The Trust for Public Land, City Parks Alliance, and National Endowment for the Arts have recently collaborated to release the Field Guide for Parks and Creative Placemaking. Filled with resources and project examples, this is a rich and holistic document for anyone interested in learning more about the practice. Insights range from how to work with artists, which local media platforms to utilize, and who should be involved.

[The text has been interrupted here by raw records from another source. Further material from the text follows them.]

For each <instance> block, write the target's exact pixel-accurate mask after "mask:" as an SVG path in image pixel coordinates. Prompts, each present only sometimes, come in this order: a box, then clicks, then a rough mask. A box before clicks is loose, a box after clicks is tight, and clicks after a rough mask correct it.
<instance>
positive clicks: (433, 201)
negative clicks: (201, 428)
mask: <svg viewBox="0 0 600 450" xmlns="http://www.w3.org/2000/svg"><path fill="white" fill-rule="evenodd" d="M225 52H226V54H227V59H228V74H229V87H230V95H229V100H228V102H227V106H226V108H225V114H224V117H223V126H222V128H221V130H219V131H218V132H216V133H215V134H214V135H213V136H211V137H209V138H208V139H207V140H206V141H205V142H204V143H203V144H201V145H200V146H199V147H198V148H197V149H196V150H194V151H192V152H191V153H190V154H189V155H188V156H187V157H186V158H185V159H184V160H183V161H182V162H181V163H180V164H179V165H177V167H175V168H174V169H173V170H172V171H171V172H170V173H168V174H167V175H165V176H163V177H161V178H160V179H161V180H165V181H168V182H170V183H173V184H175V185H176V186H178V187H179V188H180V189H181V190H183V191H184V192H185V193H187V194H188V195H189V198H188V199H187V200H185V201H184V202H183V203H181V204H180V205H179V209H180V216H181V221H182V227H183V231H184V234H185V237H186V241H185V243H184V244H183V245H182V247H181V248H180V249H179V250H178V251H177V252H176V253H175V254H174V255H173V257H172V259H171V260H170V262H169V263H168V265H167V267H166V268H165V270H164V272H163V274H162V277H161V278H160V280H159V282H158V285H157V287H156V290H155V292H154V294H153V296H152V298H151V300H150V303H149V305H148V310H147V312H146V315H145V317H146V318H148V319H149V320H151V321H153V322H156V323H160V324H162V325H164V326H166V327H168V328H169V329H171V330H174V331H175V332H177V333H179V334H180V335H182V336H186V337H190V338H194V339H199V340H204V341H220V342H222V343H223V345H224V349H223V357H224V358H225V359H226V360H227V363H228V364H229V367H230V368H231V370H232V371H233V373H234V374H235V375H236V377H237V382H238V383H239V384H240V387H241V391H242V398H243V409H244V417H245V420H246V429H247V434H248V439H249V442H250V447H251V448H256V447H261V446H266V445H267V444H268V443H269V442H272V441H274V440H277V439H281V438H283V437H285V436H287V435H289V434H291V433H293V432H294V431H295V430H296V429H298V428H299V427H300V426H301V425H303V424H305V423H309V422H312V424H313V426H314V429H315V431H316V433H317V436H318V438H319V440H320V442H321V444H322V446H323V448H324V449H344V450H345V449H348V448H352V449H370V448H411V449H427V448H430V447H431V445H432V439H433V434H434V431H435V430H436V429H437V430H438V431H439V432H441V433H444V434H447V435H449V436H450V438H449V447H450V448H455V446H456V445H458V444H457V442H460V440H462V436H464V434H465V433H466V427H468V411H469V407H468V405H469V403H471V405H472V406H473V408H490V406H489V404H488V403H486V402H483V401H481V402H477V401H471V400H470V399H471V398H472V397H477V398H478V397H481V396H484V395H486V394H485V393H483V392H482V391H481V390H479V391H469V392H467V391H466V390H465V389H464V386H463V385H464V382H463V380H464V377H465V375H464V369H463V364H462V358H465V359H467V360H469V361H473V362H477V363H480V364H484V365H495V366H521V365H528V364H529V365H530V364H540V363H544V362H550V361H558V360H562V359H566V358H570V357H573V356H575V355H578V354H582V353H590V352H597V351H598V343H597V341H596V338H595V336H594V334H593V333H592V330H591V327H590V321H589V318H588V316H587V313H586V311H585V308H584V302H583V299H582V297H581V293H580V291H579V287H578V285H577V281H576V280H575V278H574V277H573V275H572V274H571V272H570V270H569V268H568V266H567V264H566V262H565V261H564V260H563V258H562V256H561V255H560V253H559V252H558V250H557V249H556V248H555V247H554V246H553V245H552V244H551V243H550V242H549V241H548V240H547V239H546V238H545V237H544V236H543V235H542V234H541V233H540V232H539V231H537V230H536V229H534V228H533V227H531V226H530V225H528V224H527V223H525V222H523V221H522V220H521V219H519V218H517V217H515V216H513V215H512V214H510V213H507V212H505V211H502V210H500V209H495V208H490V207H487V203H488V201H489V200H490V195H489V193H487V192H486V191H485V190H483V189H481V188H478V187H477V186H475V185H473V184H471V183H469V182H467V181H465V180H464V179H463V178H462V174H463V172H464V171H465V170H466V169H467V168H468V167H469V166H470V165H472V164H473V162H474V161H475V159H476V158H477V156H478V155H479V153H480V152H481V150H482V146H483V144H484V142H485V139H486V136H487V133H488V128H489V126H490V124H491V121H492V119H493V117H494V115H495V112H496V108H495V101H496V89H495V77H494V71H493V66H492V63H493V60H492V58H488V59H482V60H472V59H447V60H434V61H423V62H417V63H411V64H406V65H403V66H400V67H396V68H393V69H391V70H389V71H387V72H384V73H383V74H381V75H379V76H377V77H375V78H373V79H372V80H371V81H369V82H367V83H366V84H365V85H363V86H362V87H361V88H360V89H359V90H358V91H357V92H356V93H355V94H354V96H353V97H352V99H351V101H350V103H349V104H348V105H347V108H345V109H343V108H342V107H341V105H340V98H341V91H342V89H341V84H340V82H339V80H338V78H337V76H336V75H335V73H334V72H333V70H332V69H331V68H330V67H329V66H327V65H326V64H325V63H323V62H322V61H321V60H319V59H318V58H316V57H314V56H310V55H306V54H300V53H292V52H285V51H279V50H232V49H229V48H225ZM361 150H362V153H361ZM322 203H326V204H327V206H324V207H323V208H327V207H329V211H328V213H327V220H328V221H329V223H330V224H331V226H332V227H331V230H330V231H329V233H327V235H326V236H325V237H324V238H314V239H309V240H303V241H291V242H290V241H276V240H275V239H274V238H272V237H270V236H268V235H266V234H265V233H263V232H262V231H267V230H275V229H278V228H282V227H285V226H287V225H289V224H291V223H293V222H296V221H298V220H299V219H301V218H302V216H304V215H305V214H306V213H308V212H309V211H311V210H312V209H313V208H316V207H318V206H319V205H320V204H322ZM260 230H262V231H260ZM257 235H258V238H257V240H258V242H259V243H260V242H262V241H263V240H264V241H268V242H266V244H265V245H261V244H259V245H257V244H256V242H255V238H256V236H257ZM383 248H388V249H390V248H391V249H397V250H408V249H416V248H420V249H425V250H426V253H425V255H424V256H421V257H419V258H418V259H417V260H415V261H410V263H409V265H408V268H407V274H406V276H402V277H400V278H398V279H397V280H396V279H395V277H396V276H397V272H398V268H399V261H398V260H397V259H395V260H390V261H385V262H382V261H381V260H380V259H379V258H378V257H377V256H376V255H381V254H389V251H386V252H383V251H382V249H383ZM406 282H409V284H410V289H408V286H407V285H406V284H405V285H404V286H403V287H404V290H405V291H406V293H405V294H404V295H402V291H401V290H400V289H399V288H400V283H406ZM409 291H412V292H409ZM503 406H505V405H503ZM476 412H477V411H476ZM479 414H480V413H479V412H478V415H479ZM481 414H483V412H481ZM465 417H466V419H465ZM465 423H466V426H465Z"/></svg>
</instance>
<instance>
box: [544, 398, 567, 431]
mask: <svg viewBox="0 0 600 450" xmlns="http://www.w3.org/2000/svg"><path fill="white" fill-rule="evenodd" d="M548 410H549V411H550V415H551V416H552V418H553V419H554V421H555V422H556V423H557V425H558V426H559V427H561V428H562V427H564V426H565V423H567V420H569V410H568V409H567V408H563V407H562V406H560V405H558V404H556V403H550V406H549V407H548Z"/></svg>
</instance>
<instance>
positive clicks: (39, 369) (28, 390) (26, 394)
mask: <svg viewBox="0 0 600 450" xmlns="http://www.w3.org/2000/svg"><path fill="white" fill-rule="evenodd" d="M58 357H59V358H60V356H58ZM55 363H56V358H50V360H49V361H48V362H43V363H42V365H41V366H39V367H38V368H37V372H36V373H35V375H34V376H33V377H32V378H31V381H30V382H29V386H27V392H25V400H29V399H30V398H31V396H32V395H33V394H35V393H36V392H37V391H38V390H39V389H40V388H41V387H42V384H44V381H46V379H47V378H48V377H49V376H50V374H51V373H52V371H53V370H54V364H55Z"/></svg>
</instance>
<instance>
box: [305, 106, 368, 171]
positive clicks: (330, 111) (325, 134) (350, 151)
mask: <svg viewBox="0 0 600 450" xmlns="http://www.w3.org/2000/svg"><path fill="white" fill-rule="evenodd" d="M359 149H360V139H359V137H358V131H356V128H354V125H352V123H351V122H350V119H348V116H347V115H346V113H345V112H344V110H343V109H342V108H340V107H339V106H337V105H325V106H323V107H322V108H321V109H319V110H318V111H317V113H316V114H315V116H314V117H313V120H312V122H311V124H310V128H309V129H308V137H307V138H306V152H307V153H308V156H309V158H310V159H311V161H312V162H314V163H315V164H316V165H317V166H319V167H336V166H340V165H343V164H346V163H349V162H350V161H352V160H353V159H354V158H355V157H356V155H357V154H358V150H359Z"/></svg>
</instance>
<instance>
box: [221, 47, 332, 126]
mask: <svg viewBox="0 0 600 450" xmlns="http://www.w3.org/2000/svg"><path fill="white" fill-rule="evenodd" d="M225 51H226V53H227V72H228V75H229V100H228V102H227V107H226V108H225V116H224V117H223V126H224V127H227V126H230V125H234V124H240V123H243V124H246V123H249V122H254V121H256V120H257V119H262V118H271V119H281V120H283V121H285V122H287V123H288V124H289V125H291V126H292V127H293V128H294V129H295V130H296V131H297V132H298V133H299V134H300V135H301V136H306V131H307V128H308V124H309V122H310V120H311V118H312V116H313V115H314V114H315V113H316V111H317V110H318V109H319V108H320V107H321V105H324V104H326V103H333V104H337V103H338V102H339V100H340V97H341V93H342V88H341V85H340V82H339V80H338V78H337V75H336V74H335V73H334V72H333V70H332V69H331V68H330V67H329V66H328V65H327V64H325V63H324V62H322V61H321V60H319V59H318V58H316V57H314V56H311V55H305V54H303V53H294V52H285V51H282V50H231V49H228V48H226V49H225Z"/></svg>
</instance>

Have a look at some of our key takeaways below, and check out the Field Guide for Parks and Creative Placemaking to learn more!

 

Partnerships should be should be heterogeneous and inclusive

Leverage the experts of the community, from public authorities to community groups. While organizing a diverse group of people may be challenging, this complexity also strengthens the project and its impact as well. By bringing together established agencies, neighborhood groups, community members and arts organizations, this provides the opportunity to leverage expertise rather than make uninformed assumptions. It’s important to include all groups at every stage of the process, rather than only consulting groups for areas that directly concern them. From inclusivity, comes insight and inspiration that may not have been possible without an outsider’s perspective.

 

Focus on the Process

Unlike other sectors such as architecture and urban planning, the process of creative placemaking is arguably more important than the final product itself. Creative placemaking is a bottom up approach that is inheritably collaborative, and iterative, leaving plenty of room for revision and reimagining. Placemaking projects leverage the knowledge of the local community to achieve desired goals through arts-based strategies that reposition the community as the expert. The document emphasizes that no matter how tightly planned the project is, travelling down the windy path of iterative placemaking opens up new opportunities for creativity and ways to see the world.

 

Practice evaluation

Evaluation is one the most important aspects of placemaking, though often the part least practiced. Arts-based impacts are felt mostly through intuition and tend to be more ephemeral and emotional, though these programs often carry the most meaning alongside them. As creative placemaking gains industry respect, evaluation is critical for the formation of relevant funding opportunities and policy adoptions. The field guide offers both quantitative and qualitative methods for evaluation and emphasizes the translatability of the results to a wider audience.